Cannstatter Wasen vs. Münchner Oktoberfest - einfach auf den Pfeil klicken:

Doch warum überhaupt das ganze Gewese um die Tradition? Nun, man stelle sich mal vor, auf dem Volksfest schenke man nur Alkoholfreies aus. Der OB zapft die erste Apfelschorle an, 5000 Menschen im Zelt stoßen mit Saft an. Glaubt jemand, dass dann vier Millionen Menschen kämen? Natürlich nicht. Das Geschäftsmodell des Wasens ist der Verkauf von Alkohol. Das ist nicht verwerflich. Aber erstaunlich ist schon, wie die Gesellschaft ihre Doppelmoral pflegt.

Dieselben Politiker, die ein Alkoholverbot auf öffentlichen Plätzen fordern, sitzen frohgemut im Zelt und trinken ihre Maß. Und wehe, einige 18-Jährige würden sich auf dem Berliner Platz betrinken. Alsbald wäre die Polizei zur Stelle und würde sie vertreiben. Betrinken sich diese 18-Jährigen im Festzelt, werden sie von der Polizei beschützt. Die ist mit bis zu 100 Mann auf dem Wasen im Einsatz, damit dort Frieden herrscht. Nicht zuletzt verdient der Staat mit am Rausch, über Platzgelder und Steuern.

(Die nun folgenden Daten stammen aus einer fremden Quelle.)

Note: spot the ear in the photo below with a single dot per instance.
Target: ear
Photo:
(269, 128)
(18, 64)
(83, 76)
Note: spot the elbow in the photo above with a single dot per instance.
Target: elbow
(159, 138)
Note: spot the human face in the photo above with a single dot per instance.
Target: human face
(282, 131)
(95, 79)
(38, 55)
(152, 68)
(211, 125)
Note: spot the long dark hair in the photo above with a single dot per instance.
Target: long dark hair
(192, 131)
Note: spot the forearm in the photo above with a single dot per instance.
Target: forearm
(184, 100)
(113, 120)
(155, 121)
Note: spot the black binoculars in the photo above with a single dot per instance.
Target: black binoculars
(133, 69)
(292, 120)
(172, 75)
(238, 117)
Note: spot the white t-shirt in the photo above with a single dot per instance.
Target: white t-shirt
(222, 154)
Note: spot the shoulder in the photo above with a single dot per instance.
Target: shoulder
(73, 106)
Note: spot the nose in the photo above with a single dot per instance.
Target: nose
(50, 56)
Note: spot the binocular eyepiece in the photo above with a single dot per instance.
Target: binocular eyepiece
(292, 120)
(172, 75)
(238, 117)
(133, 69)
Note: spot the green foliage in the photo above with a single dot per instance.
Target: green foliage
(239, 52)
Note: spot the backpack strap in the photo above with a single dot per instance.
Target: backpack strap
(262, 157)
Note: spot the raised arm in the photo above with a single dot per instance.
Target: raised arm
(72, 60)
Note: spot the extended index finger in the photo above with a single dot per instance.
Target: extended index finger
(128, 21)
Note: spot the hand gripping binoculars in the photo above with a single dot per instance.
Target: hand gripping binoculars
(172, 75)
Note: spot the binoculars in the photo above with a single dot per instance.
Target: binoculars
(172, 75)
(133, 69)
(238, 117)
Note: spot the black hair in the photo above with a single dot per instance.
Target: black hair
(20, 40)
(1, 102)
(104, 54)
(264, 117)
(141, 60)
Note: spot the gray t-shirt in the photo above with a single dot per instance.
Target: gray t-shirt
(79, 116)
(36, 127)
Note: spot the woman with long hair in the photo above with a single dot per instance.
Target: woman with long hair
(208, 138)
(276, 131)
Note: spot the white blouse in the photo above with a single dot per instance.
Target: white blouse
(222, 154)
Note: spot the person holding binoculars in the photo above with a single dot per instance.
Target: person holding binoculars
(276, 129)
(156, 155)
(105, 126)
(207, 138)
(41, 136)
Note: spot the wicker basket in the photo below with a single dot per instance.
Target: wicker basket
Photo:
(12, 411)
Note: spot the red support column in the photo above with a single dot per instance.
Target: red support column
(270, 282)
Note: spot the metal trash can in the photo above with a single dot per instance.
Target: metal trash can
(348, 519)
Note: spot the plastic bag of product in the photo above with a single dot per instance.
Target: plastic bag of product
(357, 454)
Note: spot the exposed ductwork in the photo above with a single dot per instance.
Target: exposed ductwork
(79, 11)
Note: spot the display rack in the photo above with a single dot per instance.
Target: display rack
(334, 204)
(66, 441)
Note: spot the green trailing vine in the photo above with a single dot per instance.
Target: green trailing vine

Wasen muss mehr sein als Massenbesäufnis

Das ist nur zu rechtfertigen, wenn das Volksfest mehr ist als ein Massenbesäufnis. Wenn es mehr ist als die nehme Alkohol, ein Helene-Fischer-Liedlein, Verkleidung,n sei es ein Faschingskostüm, das Nationaltrikot oder ein Dirndl, und viele Gleichgesinnte. Fertig ist die Party. Ob man sie nun Après-Ski, WM-Gewinn, Karneval – oder Volksfest nennt. In München ist man deshalb am Abrüsten. Tagsüber gibt’s Blasmusik ohne Verstärker. Und eine interessante Idee verfolgt man dort auch. Wer in einem Zelt reservieren will, muss dafür ja eine bestimmte Zahl an Marken für Essen und Trinken kaufen. Bei der Wiesn will man den Gästen nun anheim stellen, einen Teil ihres Guthabens auch bei Fahrgeschäften und Losbuden einzulösen. Das macht man, weil man weiß: leiden die Schausteller, leidet der ganze Rummel. Ohne Tradition, ohne Vielfalt ist ein Volksfest kein Volksfest mehr.

Damit nun Helau und Alaaf! Pardon, das heißt ja Prosit!